Select Trigger an incident for every matched condition to trigger an incident every time a condition in the rule is matched. (For example, if a user sends an email message containing sensitive content, then prints the message, 2 incidents are generated.)

Select Accumulate matches before creating an incident to have the system collect matches for a particular source over time and create incidents when a threshold is met (drip DLP). The system remembers user activity and generates incidents for matches that occur within a defined period.

Low - Incidents that match this rule are of low importance. The policy breach is minor.

Medium - Incidents that match this rule are of medium importance. The policy breach is moderate.

High - Incidents that match this rule are very important and warrant immediate attention. The policy breach is severe.

Select Audit Only to monitor and record (audit) incidents.

Select Audit and Notify (default) to monitor and record incidents. In addition, if notifications are configured, generate notifications.

Select Block All to block and audit incidents. In addition, if notifications are configured, generate notifications.

Select Drop Email Attachments to remove email attachments that violate policy.

Select Audit Without Forensics to monitor and record incidents without recording forensic data.
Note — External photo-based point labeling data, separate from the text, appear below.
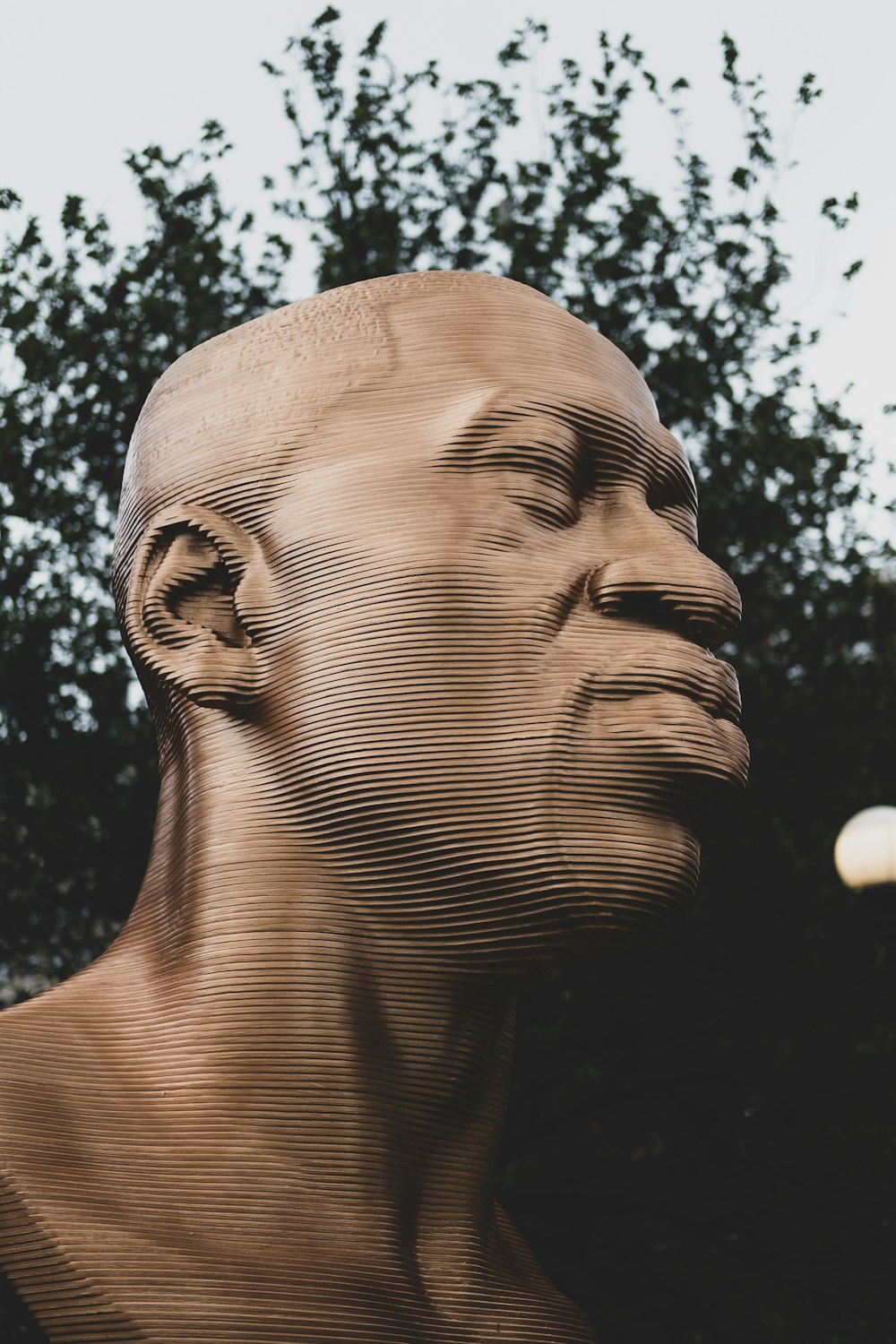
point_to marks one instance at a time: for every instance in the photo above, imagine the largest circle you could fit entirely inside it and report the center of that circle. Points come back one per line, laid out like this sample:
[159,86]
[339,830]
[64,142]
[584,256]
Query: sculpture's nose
[684,590]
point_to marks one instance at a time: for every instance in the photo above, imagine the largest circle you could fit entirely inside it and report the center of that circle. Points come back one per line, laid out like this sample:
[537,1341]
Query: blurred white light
[866,849]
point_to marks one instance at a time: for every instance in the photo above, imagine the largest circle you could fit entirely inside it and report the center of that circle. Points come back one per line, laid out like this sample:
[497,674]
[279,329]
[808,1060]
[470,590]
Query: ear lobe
[194,607]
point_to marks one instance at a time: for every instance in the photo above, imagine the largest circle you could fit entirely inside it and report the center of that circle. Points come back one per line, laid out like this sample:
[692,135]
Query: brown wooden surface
[410,575]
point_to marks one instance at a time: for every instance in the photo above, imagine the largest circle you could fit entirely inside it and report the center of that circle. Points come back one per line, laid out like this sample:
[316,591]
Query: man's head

Select Block Without Forensics to block and audit incidents without recording forensic data.

Select greatest number of matched conditions to have the number of matches compared, and only the greatest number reported. For example, if there are 5 matches for the classifier "Confidential Pattern", 3 for "SSN Pattern", and 10 for "My Key Phrases", the number of matches would be defined as 10.

Select sum of all matched conditions to have the number of matches added together and the total reported. Given the same example as above, the number of matches would be defined as 18.